Getting Kids to Help Out With Chores

Since my children have completed another year of school I decided it was time to give them more responsibility around the house. They are very helpful, but we do not have set jobs in place for them. I decided to implement a new habit into my life by writing up a chore chart each day for my 6 children. This has been working like a dream. I am amazed at the constant state of order and cleanliness in the house. The floors are being swept everyday, and not by me, whereas prior to this they were getting swept every 2 or 3 days (by me). This has been wonderful.

An issue I have been trying to figure out is how to get the kids to do their chores in a timely manner and not right before bed. Also, we have to deal with items left out around the house. I figured that I would give extra jobs to the child who doesn’t have their work done by noon. This has put new fervor into the kids. They wake up and immediately get busy on their lists. The list does not just include chores, but also things such as read your Bible, practice typing, read for 20 minutes and so forth.

My latest challenge was that of my son leaving 5 items around the house before he went to bed. When I got up in the morning I could see his things littered carelessly around the house. I set up an infractions list and the children get one tally mark for each item they leave out. Once they have 5 tally marks, they get an extra job of my choosing. When I told my son that he had to clean my bathtub because of his infractions, he began to protest. I told him to go work on his daily chores and let me think about it. He was trying to convince me that he should clean the counters instead of the tub.

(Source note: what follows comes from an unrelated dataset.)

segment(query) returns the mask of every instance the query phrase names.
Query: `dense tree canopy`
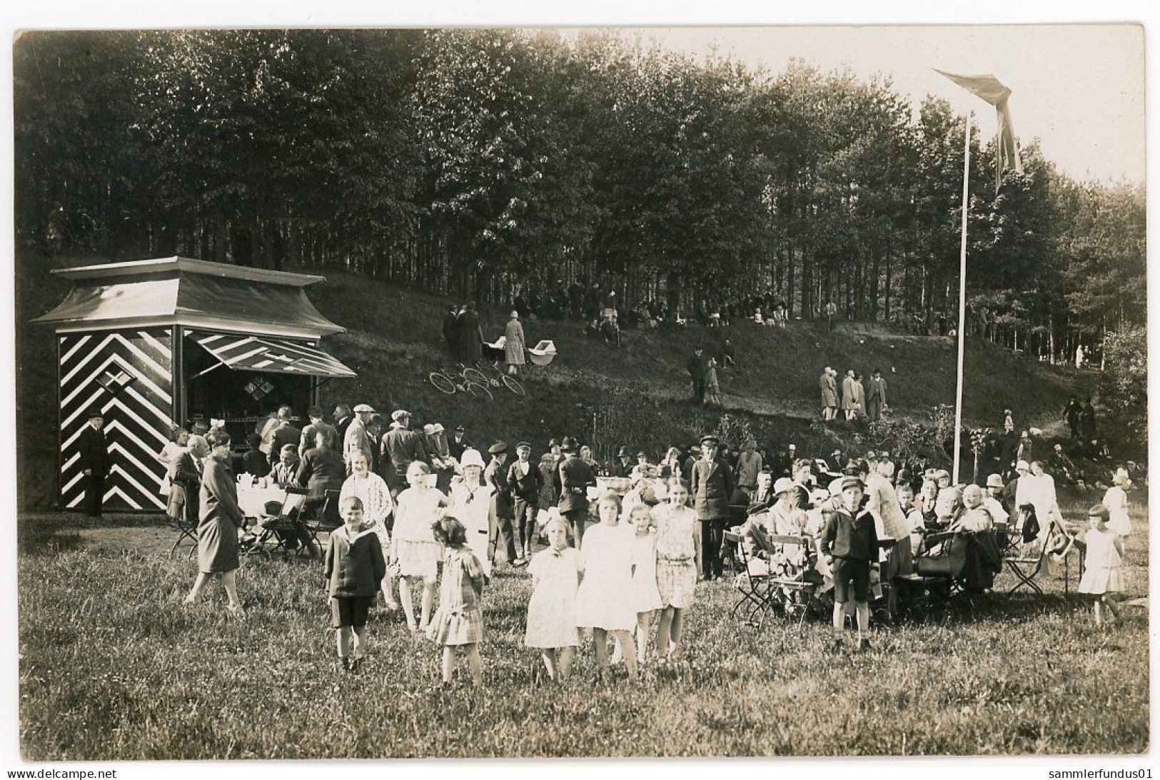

I began to analyze what I want to teach him and how I should go about it. If I allow him to tell me what job he will do, he is learning that I do not have the final say and that I can be persuaded. I am training him to have an argumentative spirit. I called him back and explained this to him. I told him that based on my analysis of the situation that he had to clean the tub because I want him to know that I am the boss and make the ultimate decisions. Praise the Lord for these teachable moments. We encounter them all day long as parents. The question is, what will we do with them? Oftentimes it is easier to give them their way and not hear them complain, but in the long run, what lesson are they learning? Are they learning to respect us and our authority or are they learning to rule over us?

I am happy to report that all ended well. My son happily cleaned the tub and hopefully learned that it is easier to keep his stuff cleaned up than to have to do an unpleasant job. In case he forgets I am sure I can find a job to remind him. :slight_smile:

That’s wonderful. I like the idea of getting it all done before lunch. We have a weekly list rather than daily and my kids leave as much as possible until the last day…which is a Saturday and the chores often interrupt our family time. At the moment they get a bonus $2 pocket money for getting 100% in their Friday tests. I think I might give the bonus for getting the chores done BEFORE Saturday.
I levy fines for a lack of effort in completing the tasks to a hi standard but I think perhaps levying more chores will be more of a detergent to my kids.
I love that you think on the message behind the punishment. That will make fore respectful children in the long run. :yes:

My kids clean their floors (toys, books, etc) before breakfast, typically before nap or midday if we don’t nap that day, and always before bed. DH and I help a certain amount because they are young, but sometimes I have to put them on a timer to encourage them to move faster. They are required to clean their meal spaces after each meal (take dishes to the counter/dishwasher, push in their chairs, wash hands, mini broom their area if they were super messy). They also take small stacks of laundry to their drawers a little at a time, and do small jobs to help clean common areas alongside me as tasked.

It’s still a struggle for me sometimes to get them to help out, but I know it’s totally worth investing my time and energy into it. I know it will pay dividends in the future! I like your idea of a chart and need to implement something more “official.”

Good for you Tonya! It amazes me to see parents not require anything of the children. They are tremendous assets if we take the time to train them to be. My son has been so cute. I compliment him every day. He works with such zest to get his checkmarks in his chart. I love it! He likes to get them done and I like his desire to do so. Moms that are stressed need to become managers and not just workers. I think that is the difference between having things nice in the home and being joyful at the same time.